In April, OpenAI introduced DALL-E 2, an impressive image AI that can generate motifs in numerous styles or modify existing ones. While the generated images are rarely error-free, they sometimes achieve a quality that is difficult to distinguish from, say, real photos or drawings created by illustrators. A first test now shows how difficult.
Unknown underwater world
Founder of the 3D platform Matterport Matt Bell, experienced in AI applications himself, already has access to DALL-E 2. He published in his "Turing test for vacation photos" 22 real photos of a diving trip, four generated and one final image that concluded the experiment with a survey.
According to Bell, 19 out of 23 people didn't notice the AI-generated images - even though they differed in image quality, had significant flaws in the subject and a DALL-E 2 watermark. Bell also describes his group of friends as a "relatively sophisticated audience that is well aware of the existence of DALL-E and deepfakes."
Bell, however, limited his vacation pictures to underwater images, which are likely to seem inherently more alien to the average viewer and therefore less likely to be critically scrutinized. Image flaws in fake beach photos, for example, are likely to be much more noticeable. According to Bell, however, his study group included experienced divers.

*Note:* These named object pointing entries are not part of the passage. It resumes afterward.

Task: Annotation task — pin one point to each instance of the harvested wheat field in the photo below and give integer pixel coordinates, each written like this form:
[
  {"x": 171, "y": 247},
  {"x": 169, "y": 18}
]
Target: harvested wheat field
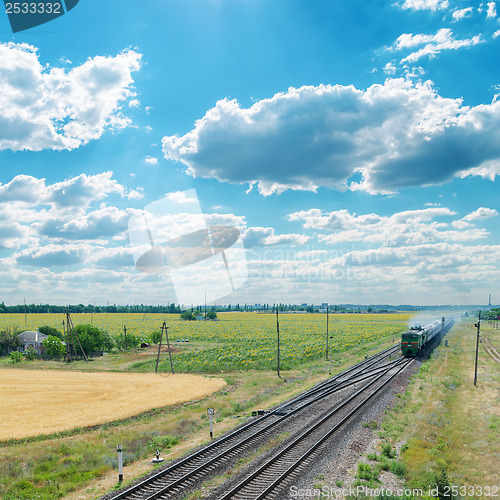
[{"x": 37, "y": 402}]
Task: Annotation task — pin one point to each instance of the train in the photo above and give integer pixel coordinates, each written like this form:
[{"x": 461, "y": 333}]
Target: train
[{"x": 416, "y": 338}]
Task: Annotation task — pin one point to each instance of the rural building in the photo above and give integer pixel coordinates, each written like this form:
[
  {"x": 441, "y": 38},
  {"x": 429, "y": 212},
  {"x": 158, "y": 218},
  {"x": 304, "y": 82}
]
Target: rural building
[{"x": 32, "y": 339}]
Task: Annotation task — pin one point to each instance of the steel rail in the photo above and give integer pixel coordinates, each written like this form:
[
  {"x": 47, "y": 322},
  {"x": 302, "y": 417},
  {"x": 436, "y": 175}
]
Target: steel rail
[
  {"x": 318, "y": 392},
  {"x": 259, "y": 432},
  {"x": 265, "y": 467}
]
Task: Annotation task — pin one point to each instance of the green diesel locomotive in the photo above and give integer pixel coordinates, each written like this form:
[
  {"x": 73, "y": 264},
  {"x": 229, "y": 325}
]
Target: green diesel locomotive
[{"x": 414, "y": 340}]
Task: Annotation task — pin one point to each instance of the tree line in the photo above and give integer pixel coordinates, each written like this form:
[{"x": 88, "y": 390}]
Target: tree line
[{"x": 81, "y": 308}]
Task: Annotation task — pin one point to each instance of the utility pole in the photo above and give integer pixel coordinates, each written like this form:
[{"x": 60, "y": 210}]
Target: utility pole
[
  {"x": 326, "y": 353},
  {"x": 164, "y": 327},
  {"x": 278, "y": 332},
  {"x": 478, "y": 326}
]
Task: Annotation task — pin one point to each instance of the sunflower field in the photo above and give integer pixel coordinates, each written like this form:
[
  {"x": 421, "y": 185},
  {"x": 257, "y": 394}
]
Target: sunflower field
[{"x": 236, "y": 340}]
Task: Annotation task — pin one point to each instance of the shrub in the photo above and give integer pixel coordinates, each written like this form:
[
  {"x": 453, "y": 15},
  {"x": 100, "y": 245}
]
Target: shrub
[
  {"x": 187, "y": 316},
  {"x": 8, "y": 341},
  {"x": 50, "y": 330},
  {"x": 154, "y": 337},
  {"x": 92, "y": 339},
  {"x": 398, "y": 468},
  {"x": 388, "y": 451},
  {"x": 54, "y": 347},
  {"x": 132, "y": 341}
]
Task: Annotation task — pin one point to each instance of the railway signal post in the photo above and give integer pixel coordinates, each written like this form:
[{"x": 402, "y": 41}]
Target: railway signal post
[
  {"x": 278, "y": 332},
  {"x": 478, "y": 326},
  {"x": 120, "y": 463},
  {"x": 210, "y": 413}
]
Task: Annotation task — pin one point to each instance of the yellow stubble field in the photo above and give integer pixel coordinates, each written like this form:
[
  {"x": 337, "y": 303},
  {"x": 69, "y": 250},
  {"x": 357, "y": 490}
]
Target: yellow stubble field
[{"x": 34, "y": 402}]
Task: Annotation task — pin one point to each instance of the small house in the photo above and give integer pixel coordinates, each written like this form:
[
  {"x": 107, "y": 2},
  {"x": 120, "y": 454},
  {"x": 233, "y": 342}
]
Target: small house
[{"x": 32, "y": 339}]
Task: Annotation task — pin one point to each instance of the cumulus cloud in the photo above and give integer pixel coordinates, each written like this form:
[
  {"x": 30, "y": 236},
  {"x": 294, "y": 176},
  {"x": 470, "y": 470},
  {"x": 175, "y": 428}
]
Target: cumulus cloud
[
  {"x": 432, "y": 44},
  {"x": 410, "y": 227},
  {"x": 492, "y": 10},
  {"x": 424, "y": 4},
  {"x": 461, "y": 13},
  {"x": 392, "y": 135},
  {"x": 481, "y": 213},
  {"x": 44, "y": 107},
  {"x": 76, "y": 192},
  {"x": 52, "y": 255},
  {"x": 265, "y": 236}
]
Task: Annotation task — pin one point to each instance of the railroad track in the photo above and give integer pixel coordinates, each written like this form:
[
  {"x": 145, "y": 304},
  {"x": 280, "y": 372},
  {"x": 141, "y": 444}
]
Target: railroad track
[
  {"x": 489, "y": 348},
  {"x": 179, "y": 477},
  {"x": 268, "y": 480}
]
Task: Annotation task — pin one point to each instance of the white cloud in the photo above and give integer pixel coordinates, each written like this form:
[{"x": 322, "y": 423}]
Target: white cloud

An inattentive social media audience is also fooled by half-baked fakes
For Bell, his quick DALL-E experiment shows that inattentive social media audiences can be deceived even with images that are not perfect fakes. Especially when the deception comes from a trusted person. In a targeted test comparing real photos and AI photos side by side, the fakes are much more likely to be unmasked, Bell assumes.
Despite some shortcomings, Bell describes DALL-E 2 as "really good" and "good enough that it could produce useable stock images for a range of applications." The system still has problems with complex scenes and faces (generation of faces in DALL-E 2 is intentionally limited by OpenAI, however), "but it can produce photorealistic imagery or stylized art that's usable much of the time given some human curation," Bell writes.
Unlike OpenAI co-founder Sam Altman, however, Bell doesn't expect DALL-E 2 to greatly change the job market for graphic designers and artists. The software, he says, is a tool like Photoshop that makes it easier for people to manifest their imaginations. "Imagination is still the scarce commodity that good artists possess," Bell writes.